The global silver market is on track for its sixth consecutive annual supply deficit in 2026, according to the World Silver Survey released in April by the Silver Institute and Metals Focus. The survey projects a shortfall of 46.3 million troy ounces this year, widening from the 40.3 million ounce deficit recorded in 2025.
The cumulative effect of these repeated deficits is significant. Since 2021, the market has drawn down 762 million troy ounces from above-ground stocks to cover the gap between supply and demand. That sustained drawdown has left the market more exposed to price squeezes, as the buffer of readily available metal continues to shrink.
The demand mix is shifting. Industrial consumption fell 3 percent in 2025 to 657.4 million ounces and is forecast to decline another 3 percent in 2026 to 639.6 million ounces. Jewelry fabrication is projected to drop 16 percent to a five-year low of 159.4 million ounces, while silverware demand is slated to fall 20 percent.

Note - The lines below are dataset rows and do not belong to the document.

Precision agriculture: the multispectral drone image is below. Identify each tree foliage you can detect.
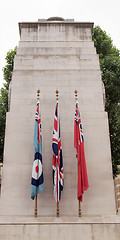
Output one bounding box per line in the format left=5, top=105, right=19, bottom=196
left=93, top=26, right=120, bottom=177
left=0, top=48, right=16, bottom=161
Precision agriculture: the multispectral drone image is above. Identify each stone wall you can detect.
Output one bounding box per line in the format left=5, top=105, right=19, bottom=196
left=0, top=21, right=116, bottom=217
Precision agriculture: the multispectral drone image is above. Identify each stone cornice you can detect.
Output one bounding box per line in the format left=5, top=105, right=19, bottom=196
left=19, top=21, right=94, bottom=36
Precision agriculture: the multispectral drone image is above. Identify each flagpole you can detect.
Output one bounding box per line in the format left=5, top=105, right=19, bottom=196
left=74, top=89, right=81, bottom=217
left=34, top=89, right=40, bottom=217
left=56, top=89, right=59, bottom=217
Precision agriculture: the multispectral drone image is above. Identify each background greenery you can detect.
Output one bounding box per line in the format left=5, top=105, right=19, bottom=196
left=0, top=26, right=120, bottom=177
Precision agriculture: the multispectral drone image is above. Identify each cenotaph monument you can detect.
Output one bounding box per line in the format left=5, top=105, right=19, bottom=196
left=0, top=18, right=120, bottom=240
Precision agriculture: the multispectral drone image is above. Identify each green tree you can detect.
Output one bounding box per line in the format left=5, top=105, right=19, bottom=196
left=93, top=26, right=120, bottom=177
left=0, top=48, right=17, bottom=162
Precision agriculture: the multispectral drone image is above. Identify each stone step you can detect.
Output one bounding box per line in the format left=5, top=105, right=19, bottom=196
left=12, top=71, right=102, bottom=88
left=12, top=69, right=101, bottom=79
left=14, top=56, right=99, bottom=70
left=15, top=52, right=99, bottom=60
left=19, top=41, right=94, bottom=49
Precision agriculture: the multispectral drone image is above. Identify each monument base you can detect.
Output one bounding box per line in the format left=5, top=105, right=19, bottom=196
left=0, top=215, right=120, bottom=240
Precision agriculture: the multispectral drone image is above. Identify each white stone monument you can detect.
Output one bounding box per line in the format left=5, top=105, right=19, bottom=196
left=0, top=18, right=119, bottom=240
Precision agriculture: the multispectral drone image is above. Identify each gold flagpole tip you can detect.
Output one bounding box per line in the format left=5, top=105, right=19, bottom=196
left=55, top=89, right=59, bottom=100
left=74, top=89, right=78, bottom=101
left=37, top=89, right=40, bottom=100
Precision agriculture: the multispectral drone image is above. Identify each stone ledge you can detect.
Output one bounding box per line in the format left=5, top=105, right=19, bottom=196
left=0, top=215, right=120, bottom=225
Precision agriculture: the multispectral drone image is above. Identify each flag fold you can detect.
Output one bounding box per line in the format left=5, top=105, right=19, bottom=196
left=74, top=102, right=89, bottom=202
left=31, top=101, right=44, bottom=200
left=52, top=101, right=64, bottom=203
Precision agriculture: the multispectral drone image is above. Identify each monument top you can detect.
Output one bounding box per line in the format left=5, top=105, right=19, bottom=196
left=19, top=17, right=94, bottom=36
left=38, top=17, right=74, bottom=22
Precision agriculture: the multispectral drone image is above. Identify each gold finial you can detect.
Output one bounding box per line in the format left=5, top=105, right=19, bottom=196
left=74, top=89, right=78, bottom=101
left=37, top=89, right=40, bottom=100
left=56, top=89, right=59, bottom=101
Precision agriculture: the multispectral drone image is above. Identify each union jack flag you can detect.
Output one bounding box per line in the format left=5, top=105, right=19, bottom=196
left=74, top=102, right=89, bottom=202
left=52, top=101, right=64, bottom=203
left=31, top=101, right=44, bottom=200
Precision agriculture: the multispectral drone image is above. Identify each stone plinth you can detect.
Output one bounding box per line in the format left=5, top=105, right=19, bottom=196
left=0, top=21, right=116, bottom=217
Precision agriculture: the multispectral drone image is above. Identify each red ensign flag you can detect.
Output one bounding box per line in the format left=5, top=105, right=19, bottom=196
left=74, top=103, right=89, bottom=202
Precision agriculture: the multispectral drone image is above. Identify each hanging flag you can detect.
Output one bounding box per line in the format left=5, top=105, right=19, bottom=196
left=52, top=101, right=64, bottom=203
left=31, top=101, right=44, bottom=200
left=74, top=102, right=89, bottom=202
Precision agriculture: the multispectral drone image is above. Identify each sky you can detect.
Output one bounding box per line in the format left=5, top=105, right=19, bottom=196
left=0, top=0, right=120, bottom=88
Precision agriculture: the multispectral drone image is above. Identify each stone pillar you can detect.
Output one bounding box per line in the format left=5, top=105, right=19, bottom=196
left=0, top=19, right=116, bottom=217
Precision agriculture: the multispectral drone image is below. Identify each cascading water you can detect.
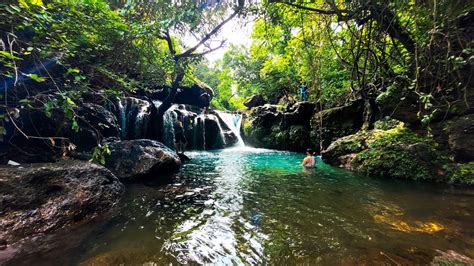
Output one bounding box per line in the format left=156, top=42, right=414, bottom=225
left=153, top=101, right=178, bottom=150
left=218, top=112, right=245, bottom=147
left=118, top=99, right=127, bottom=139
left=134, top=99, right=150, bottom=139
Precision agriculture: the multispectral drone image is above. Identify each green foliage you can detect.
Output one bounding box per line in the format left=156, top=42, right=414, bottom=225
left=449, top=162, right=474, bottom=185
left=90, top=144, right=111, bottom=165
left=353, top=125, right=449, bottom=181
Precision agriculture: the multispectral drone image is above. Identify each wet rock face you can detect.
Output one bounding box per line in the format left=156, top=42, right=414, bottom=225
left=321, top=127, right=458, bottom=183
left=446, top=115, right=474, bottom=162
left=244, top=102, right=316, bottom=151
left=105, top=139, right=181, bottom=181
left=0, top=103, right=120, bottom=163
left=0, top=160, right=124, bottom=245
left=244, top=94, right=265, bottom=108
left=311, top=100, right=364, bottom=149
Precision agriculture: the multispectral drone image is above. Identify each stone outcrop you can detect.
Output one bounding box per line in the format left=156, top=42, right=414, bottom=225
left=0, top=103, right=120, bottom=163
left=244, top=94, right=266, bottom=109
left=322, top=126, right=474, bottom=184
left=0, top=160, right=123, bottom=264
left=445, top=114, right=474, bottom=162
left=105, top=139, right=181, bottom=181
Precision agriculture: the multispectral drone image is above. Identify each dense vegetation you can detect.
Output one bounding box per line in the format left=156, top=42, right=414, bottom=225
left=201, top=0, right=473, bottom=114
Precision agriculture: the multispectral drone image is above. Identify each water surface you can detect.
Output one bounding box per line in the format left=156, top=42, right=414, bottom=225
left=73, top=149, right=474, bottom=265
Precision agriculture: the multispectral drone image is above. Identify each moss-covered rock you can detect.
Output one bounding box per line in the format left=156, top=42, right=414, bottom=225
left=311, top=100, right=364, bottom=149
left=447, top=162, right=474, bottom=185
left=322, top=125, right=456, bottom=182
left=243, top=102, right=315, bottom=151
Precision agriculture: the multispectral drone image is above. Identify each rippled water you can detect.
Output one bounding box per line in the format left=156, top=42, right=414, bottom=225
left=73, top=149, right=474, bottom=265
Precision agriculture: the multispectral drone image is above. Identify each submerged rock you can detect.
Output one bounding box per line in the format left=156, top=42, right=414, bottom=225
left=105, top=139, right=181, bottom=181
left=0, top=160, right=124, bottom=254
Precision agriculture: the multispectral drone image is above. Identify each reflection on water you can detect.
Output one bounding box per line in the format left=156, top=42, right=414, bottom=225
left=73, top=149, right=474, bottom=265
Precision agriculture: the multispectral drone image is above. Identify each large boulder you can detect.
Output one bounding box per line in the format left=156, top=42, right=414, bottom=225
left=244, top=102, right=315, bottom=151
left=0, top=160, right=124, bottom=264
left=322, top=126, right=457, bottom=182
left=445, top=114, right=474, bottom=162
left=311, top=100, right=365, bottom=149
left=244, top=94, right=265, bottom=109
left=193, top=114, right=232, bottom=150
left=105, top=139, right=181, bottom=181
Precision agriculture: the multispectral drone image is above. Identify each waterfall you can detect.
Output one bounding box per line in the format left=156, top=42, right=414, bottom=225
left=118, top=97, right=150, bottom=139
left=134, top=100, right=150, bottom=139
left=218, top=112, right=245, bottom=147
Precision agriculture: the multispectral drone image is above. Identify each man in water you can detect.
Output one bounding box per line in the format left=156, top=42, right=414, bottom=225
left=174, top=115, right=187, bottom=154
left=301, top=149, right=316, bottom=168
left=300, top=84, right=308, bottom=101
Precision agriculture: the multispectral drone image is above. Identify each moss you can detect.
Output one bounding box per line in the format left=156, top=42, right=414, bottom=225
left=448, top=162, right=474, bottom=185
left=352, top=125, right=449, bottom=180
left=367, top=124, right=436, bottom=148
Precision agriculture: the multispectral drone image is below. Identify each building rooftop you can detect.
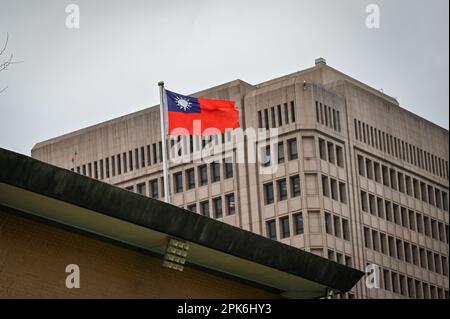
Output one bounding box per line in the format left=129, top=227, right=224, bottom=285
left=0, top=148, right=363, bottom=298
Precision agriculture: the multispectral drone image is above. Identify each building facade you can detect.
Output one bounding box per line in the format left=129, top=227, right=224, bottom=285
left=32, top=59, right=449, bottom=299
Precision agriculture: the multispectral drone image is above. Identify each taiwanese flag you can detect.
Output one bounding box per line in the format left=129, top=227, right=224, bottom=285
left=166, top=90, right=239, bottom=136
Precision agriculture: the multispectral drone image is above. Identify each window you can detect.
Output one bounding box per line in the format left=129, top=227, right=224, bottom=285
left=187, top=204, right=197, bottom=213
left=333, top=216, right=342, bottom=237
left=336, top=145, right=344, bottom=167
left=288, top=138, right=298, bottom=161
left=325, top=212, right=333, bottom=235
left=211, top=162, right=220, bottom=183
left=261, top=145, right=270, bottom=167
left=225, top=157, right=233, bottom=178
left=290, top=175, right=300, bottom=197
left=322, top=175, right=330, bottom=197
left=136, top=183, right=147, bottom=196
left=280, top=217, right=291, bottom=238
left=358, top=155, right=366, bottom=176
left=213, top=197, right=223, bottom=218
left=186, top=168, right=195, bottom=189
left=330, top=178, right=338, bottom=200
left=339, top=182, right=347, bottom=204
left=200, top=201, right=210, bottom=217
left=294, top=213, right=304, bottom=235
left=342, top=219, right=350, bottom=240
left=225, top=194, right=236, bottom=215
left=264, top=182, right=274, bottom=205
left=198, top=165, right=208, bottom=186
left=277, top=179, right=287, bottom=201
left=291, top=101, right=295, bottom=123
left=319, top=138, right=327, bottom=160
left=277, top=142, right=284, bottom=164
left=364, top=227, right=372, bottom=249
left=327, top=142, right=334, bottom=164
left=266, top=220, right=277, bottom=240
left=150, top=179, right=159, bottom=198
left=361, top=191, right=367, bottom=212
left=173, top=172, right=183, bottom=193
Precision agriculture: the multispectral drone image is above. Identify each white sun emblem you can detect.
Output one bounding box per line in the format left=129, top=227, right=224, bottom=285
left=175, top=96, right=192, bottom=111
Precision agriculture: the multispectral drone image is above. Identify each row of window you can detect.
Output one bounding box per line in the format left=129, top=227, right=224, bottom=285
left=322, top=175, right=347, bottom=204
left=261, top=138, right=298, bottom=167
left=266, top=212, right=304, bottom=240
left=258, top=101, right=295, bottom=129
left=364, top=227, right=448, bottom=277
left=379, top=268, right=448, bottom=299
left=328, top=249, right=352, bottom=267
left=325, top=212, right=350, bottom=241
left=354, top=119, right=449, bottom=180
left=316, top=101, right=341, bottom=132
left=358, top=155, right=448, bottom=212
left=71, top=132, right=231, bottom=180
left=71, top=142, right=162, bottom=180
left=173, top=158, right=233, bottom=193
left=186, top=193, right=236, bottom=218
left=263, top=175, right=301, bottom=205
left=361, top=191, right=449, bottom=243
left=319, top=138, right=344, bottom=167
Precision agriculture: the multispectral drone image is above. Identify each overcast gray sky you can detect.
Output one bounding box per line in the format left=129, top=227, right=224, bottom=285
left=0, top=0, right=449, bottom=154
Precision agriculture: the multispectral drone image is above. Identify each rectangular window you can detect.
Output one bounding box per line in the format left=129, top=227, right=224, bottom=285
left=261, top=145, right=270, bottom=167
left=319, top=138, right=327, bottom=161
left=186, top=168, right=195, bottom=189
left=134, top=148, right=139, bottom=169
left=99, top=160, right=104, bottom=179
left=225, top=157, right=233, bottom=178
left=325, top=212, right=333, bottom=235
left=128, top=151, right=133, bottom=172
left=225, top=194, right=236, bottom=215
left=339, top=182, right=347, bottom=204
left=277, top=104, right=283, bottom=126
left=266, top=220, right=277, bottom=240
left=213, top=197, right=223, bottom=218
left=342, top=218, right=350, bottom=241
left=187, top=204, right=197, bottom=213
left=280, top=217, right=291, bottom=238
left=291, top=101, right=295, bottom=123
left=284, top=103, right=289, bottom=124
left=264, top=182, right=274, bottom=205
left=336, top=145, right=344, bottom=167
left=258, top=111, right=262, bottom=128
left=198, top=165, right=208, bottom=186
left=364, top=227, right=372, bottom=249
left=290, top=175, right=300, bottom=197
left=294, top=213, right=304, bottom=235
left=327, top=142, right=334, bottom=164
left=333, top=216, right=342, bottom=237
left=211, top=162, right=220, bottom=183
left=105, top=157, right=109, bottom=178
left=200, top=201, right=210, bottom=217
left=330, top=178, right=339, bottom=200
left=136, top=183, right=147, bottom=196
left=173, top=172, right=183, bottom=193
left=288, top=138, right=298, bottom=161
left=111, top=155, right=115, bottom=176
left=150, top=179, right=159, bottom=198
left=277, top=142, right=284, bottom=164
left=277, top=179, right=287, bottom=201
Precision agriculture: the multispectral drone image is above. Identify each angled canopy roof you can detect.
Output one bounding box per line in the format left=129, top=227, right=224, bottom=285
left=0, top=148, right=363, bottom=298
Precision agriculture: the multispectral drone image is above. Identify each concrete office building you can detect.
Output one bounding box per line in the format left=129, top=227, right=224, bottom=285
left=32, top=59, right=449, bottom=299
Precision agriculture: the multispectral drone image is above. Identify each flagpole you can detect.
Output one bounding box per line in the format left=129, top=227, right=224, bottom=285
left=158, top=81, right=171, bottom=204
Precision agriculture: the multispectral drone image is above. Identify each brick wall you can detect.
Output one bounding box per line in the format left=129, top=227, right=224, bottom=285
left=0, top=210, right=278, bottom=298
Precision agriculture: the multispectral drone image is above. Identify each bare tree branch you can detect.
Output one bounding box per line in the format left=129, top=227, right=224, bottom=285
left=0, top=32, right=22, bottom=94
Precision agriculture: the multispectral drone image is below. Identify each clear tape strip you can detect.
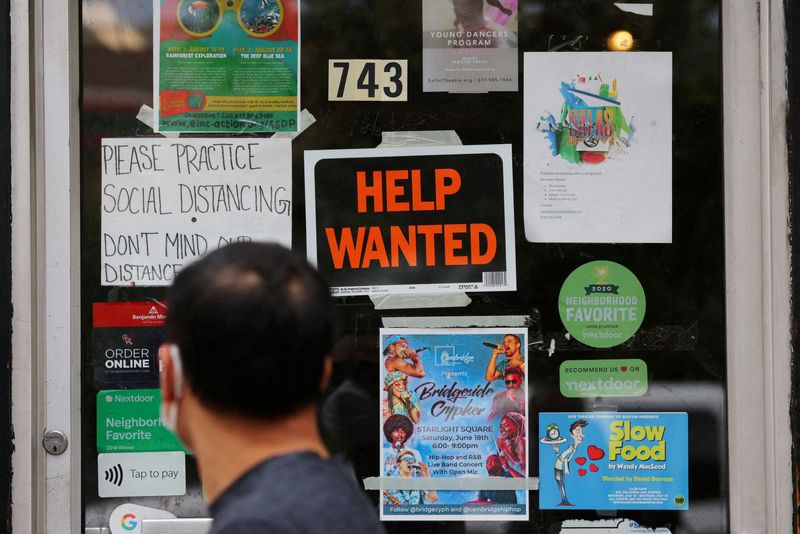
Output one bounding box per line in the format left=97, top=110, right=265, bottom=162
left=364, top=477, right=539, bottom=491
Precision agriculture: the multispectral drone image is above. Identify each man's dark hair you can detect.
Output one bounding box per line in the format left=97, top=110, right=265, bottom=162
left=165, top=243, right=331, bottom=420
left=383, top=413, right=414, bottom=443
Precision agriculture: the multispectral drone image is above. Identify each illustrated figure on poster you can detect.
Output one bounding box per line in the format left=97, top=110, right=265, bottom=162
left=489, top=367, right=526, bottom=421
left=383, top=414, right=422, bottom=476
left=453, top=0, right=514, bottom=48
left=383, top=371, right=420, bottom=424
left=484, top=334, right=525, bottom=382
left=497, top=412, right=528, bottom=478
left=478, top=454, right=517, bottom=504
left=539, top=419, right=589, bottom=506
left=383, top=450, right=439, bottom=505
left=537, top=74, right=635, bottom=164
left=383, top=336, right=425, bottom=378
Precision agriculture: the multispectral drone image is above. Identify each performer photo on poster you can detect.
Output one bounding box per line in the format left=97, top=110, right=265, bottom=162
left=305, top=145, right=517, bottom=296
left=539, top=412, right=689, bottom=510
left=523, top=52, right=672, bottom=243
left=379, top=328, right=529, bottom=521
left=153, top=0, right=300, bottom=133
left=422, top=0, right=519, bottom=93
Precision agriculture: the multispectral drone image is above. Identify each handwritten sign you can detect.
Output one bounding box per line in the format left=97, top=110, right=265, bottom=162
left=100, top=138, right=292, bottom=286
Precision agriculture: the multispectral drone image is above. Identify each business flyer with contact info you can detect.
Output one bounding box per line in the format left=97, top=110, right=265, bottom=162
left=523, top=52, right=672, bottom=243
left=379, top=328, right=528, bottom=521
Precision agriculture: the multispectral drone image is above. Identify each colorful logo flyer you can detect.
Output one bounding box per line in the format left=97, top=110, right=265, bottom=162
left=153, top=0, right=300, bottom=133
left=379, top=328, right=528, bottom=521
left=305, top=145, right=517, bottom=296
left=422, top=0, right=519, bottom=93
left=92, top=302, right=167, bottom=389
left=558, top=260, right=647, bottom=348
left=523, top=52, right=672, bottom=243
left=539, top=412, right=689, bottom=510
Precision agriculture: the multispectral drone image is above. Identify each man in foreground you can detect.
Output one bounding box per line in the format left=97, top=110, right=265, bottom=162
left=161, top=243, right=383, bottom=534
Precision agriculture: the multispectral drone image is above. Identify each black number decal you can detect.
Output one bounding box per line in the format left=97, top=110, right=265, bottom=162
left=333, top=61, right=350, bottom=98
left=356, top=63, right=378, bottom=98
left=383, top=61, right=403, bottom=98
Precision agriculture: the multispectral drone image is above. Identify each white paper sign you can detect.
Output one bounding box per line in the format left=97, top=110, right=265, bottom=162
left=97, top=452, right=186, bottom=497
left=524, top=52, right=672, bottom=243
left=100, top=138, right=292, bottom=286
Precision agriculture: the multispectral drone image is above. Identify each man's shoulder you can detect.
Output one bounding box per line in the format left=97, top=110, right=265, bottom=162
left=212, top=453, right=383, bottom=534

Investment demand has moved the opposite direction. Global coin and net bar demand rose 14 percent in 2025, and the survey forecasts an 18 percent increase in physical investment in 2026, the highest level since 2022. The data shows a market where weaker industrial and decorative use is being offset by investors accumulating physical metal, even as the structural deficit deepens for a sixth straight year.